A tool for getting second opinions.


Introduction

Sometimes editing and code review are valuable because other people see things right away that have slipped by us. Maybe it's because we were too close to the writing, or didn't sleep well last night, or any number of reasons. This happens with agents too. A new model revision rolls out, your model writes some bad code. It can't see the bug right in front of it. The solution for both humans and agents is the same: get a second opinion.

kaibo is a suite of agents wrapped in an MCP server, and the agents run on a different model family than yours. Biases tend to be shared across a model lineage: the Claudes share them, the GPTs share them, and spawning more subagents from the same family repeats them. It's a bit like monoculture, leaving you vulnerable to blight. A reviewer whose mistakes don't line up with yours has a chance of catching what your model can't see. So you can bring that outside perspective into a code review, design session, or research: your agent calls consult, and the subagent does its own exploration and synthesis, reporting a summary back.

kaibo integrates as a stdio MCP server and supports Anthropic, Gemini, DeepSeek, and any OpenAI-compatible endpoint, including local services like llama.cpp. Each agent is set up to mix small models for exploration with larger models for synthesis, to help keep your API spend down.

The agents reach your code through one tool: a kaish shell. kaish has all of its commands built in and mounts your project through a virtual filesystem layer that is read-only, so the agents can read files in your workspace and write nowhere.

Installation

kaibo ships as a single self-contained binary (Linux builds are fully static musl — they run on any distro). Requires a Rust toolchain ≥ 1.85. A simple setup will get most folks rolling. kaibo provides resources to your agent so that it can configure kaibo for your system and credentials.

cargo install kaibo

Then register it with your agent.
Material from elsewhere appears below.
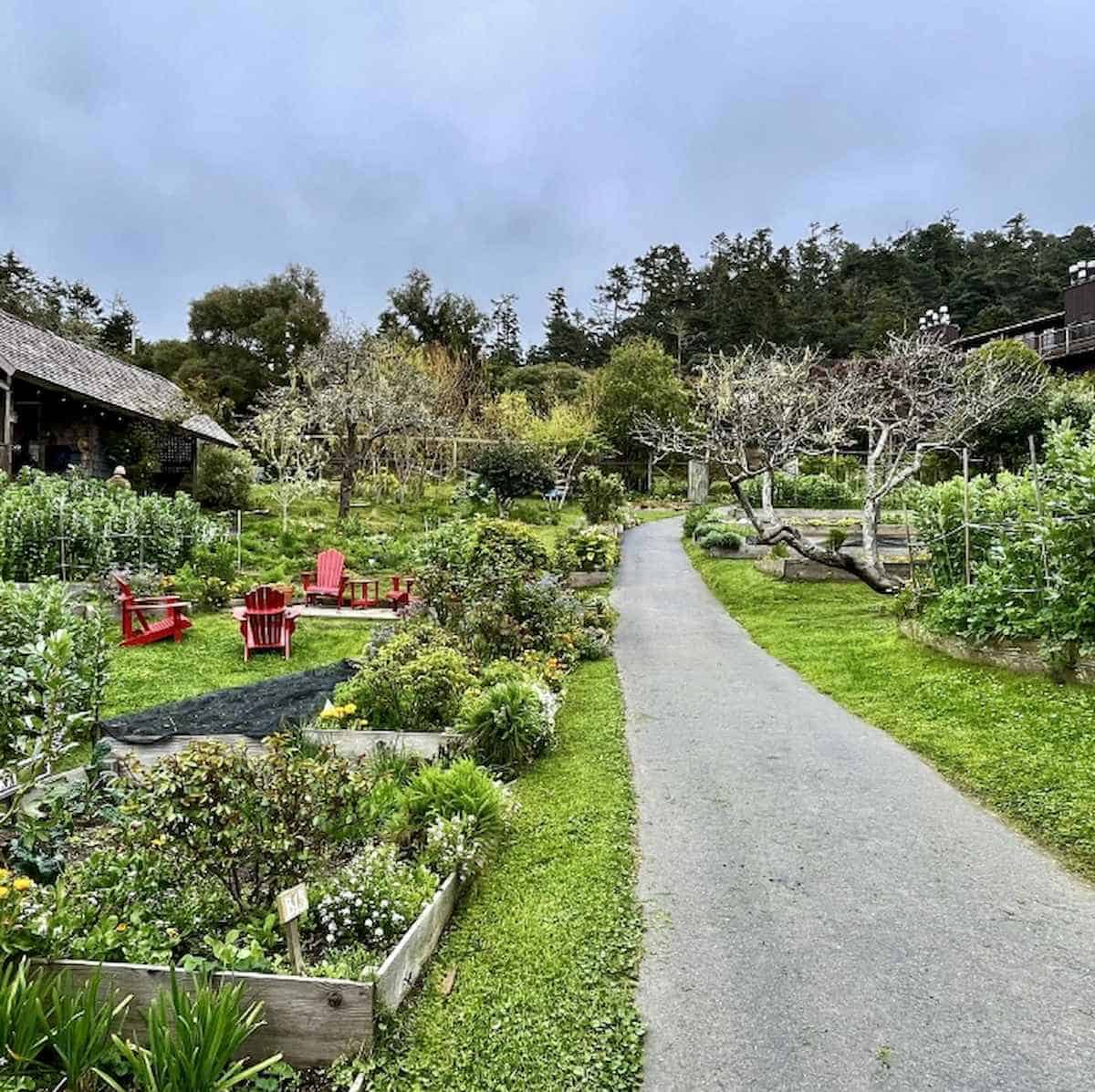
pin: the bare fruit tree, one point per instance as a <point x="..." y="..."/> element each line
<point x="277" y="435"/>
<point x="755" y="411"/>
<point x="360" y="390"/>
For Claude Code:

claude mcp add kaibo -- kaibo

or write the stdio stanza directly (.mcp.json in your project, or your client's MCP config):

{
  "mcpServers": {
    "kaibo": {
      "command": "kaibo",
      // No args needed — an MCP client launches kaibo with cwd = your workspace, and
      // it scopes its read-only access there. Common overrides (pick what you need):
      //   "args": ["--root", "/path/to/project"]        // pin a fixed project root
      //   "args": ["--allow-path", "/extra/tree"]        // widen read scope (repeatable)
      //   "args": ["--cast", "deepseek"]                 // default cast when a call omits it
      //   "args": ["--no-generate-image"]                // drop a tool from the surface
      //   "args": ["--config", "/path/to/config.toml"]   // use an explicit config file
      "args": [],
      "env": {
        // The consulted models need their provider keys. Set the ones whose casts
        // you use; a missing key only matters when you actually call that cast.
        // Want secrets out of this file? Drop `env` entirely and let kaibo read them
        // from your shell environment, or point a backend at a key FILE via
        // `api_key_file` in config.toml. The TOML stores only the env-var NAME or the
        // file PATH — never the secret — so nothing sensitive lands in a config you
        // might commit or paste.
        "ANTHROPIC_API_KEY": "...",
        "DEEPSEEK_API_KEY": "...",
        "GEMINI_API_KEY": "..."
      }
    }
  }
}

Configuration

The fastest way to set up is to let your agent do it. kaibo ships a configure prompt for exactly this — in Claude Code it shows up as /kaibo:configure (pass an optional goal, e.g. /kaibo:configure a local-only privacy cast). It walks the agent through reading kaibo's config, asking which providers you have, and writing your config.toml — keeping keys in env vars or files, never inline.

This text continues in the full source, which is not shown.